07/04/2008
Testigo de una rebelión
Fotografías y
texto de
Alexander DaCosta para
Prensa De Frente
Mientras escribo, los políticos de aquel estado están cenando una vez más en un encuentro de dudosa índole. A la gente, a lo mucho, le dan el derecho de hablar por los rincones. Deberían hacerlo y acallarse, pero no lo hacen. La indignación y la lucha por la vida se tornan más grandes que la amenaza de la muerte. En Oaxaca, a un año de la rebelión popular más importante del México del siglo XXI, la gente salía a la calle a borbotones, recordando la represión, evidenciando que ésta, y que su lucha, por supuesto, siguen vivas.
Mi cuerpo todavía intentaba calentarse de un frío al que no estoy acostumbrado, cuando pude ver a los oaxaqueños organizándose de una manera que jamás el autoritarismo logró organizarlas. Todos en diversas filas, cada una representando un lugar, una zona, pero todos con apenas un sentimiento: lograron construir una unidad. Los deseos de cambio no eran apenas visibles, era posible sentir la esperanza de cada uno.

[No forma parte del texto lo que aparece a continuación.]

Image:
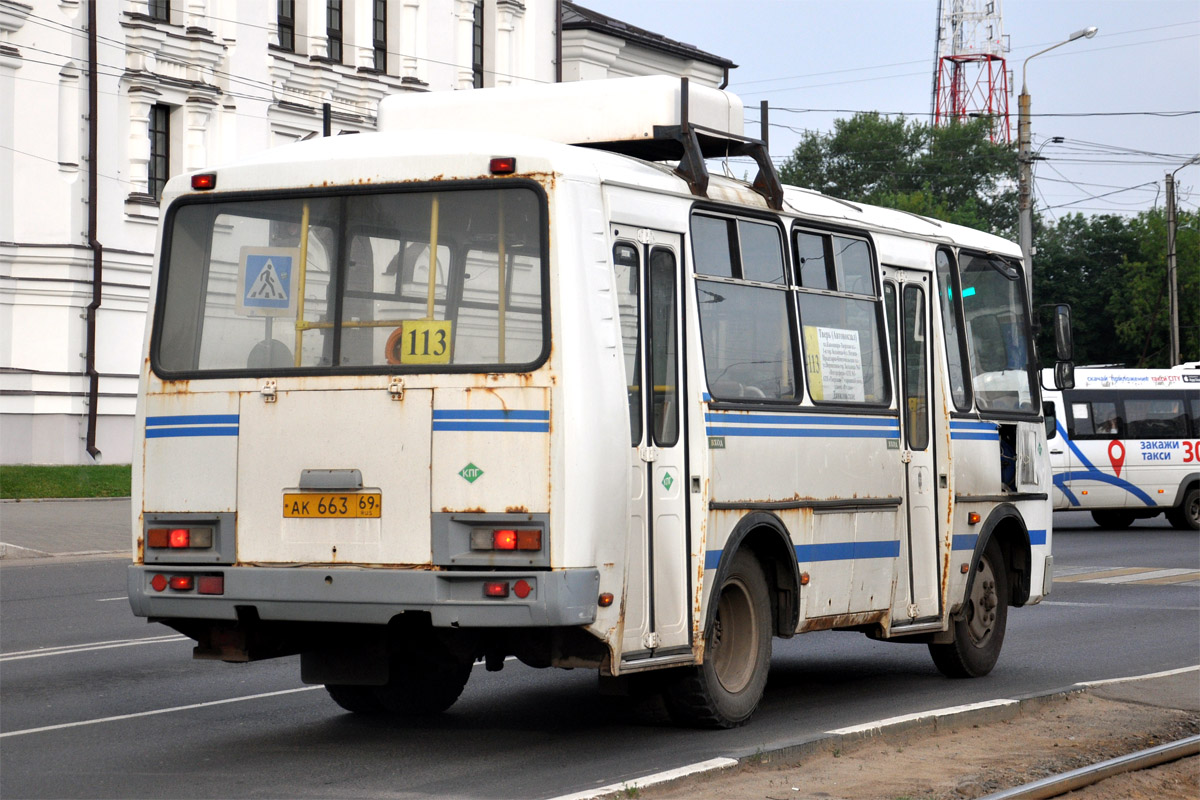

Amenazas tenían de todos lados, principalmente si esos lados estuviesen llenos de policías vestidos de civiles. Tips para evitarlos también surgían: “¿Ves ese hombre de amarillo? Cuidado, es policía”. “Cuidado con tu cámara, aquí es más peligrosa que una arma.” No estaba preocupado por eso. Me preocupaba el hecho de que el tiempo no fuera suficiente para todo lo que ellos exigían.
Hice mi trabajo, chequé la hora que no existía, tomé el camión que me trajo para donde no fui, hice fotos en dos lugares al mismo tiempo, para finalmente dejar una ciudad que todavía no sabe lo que es.
Y traigo conmigo gritos y miradas que todavía busco maneras de compartirlas.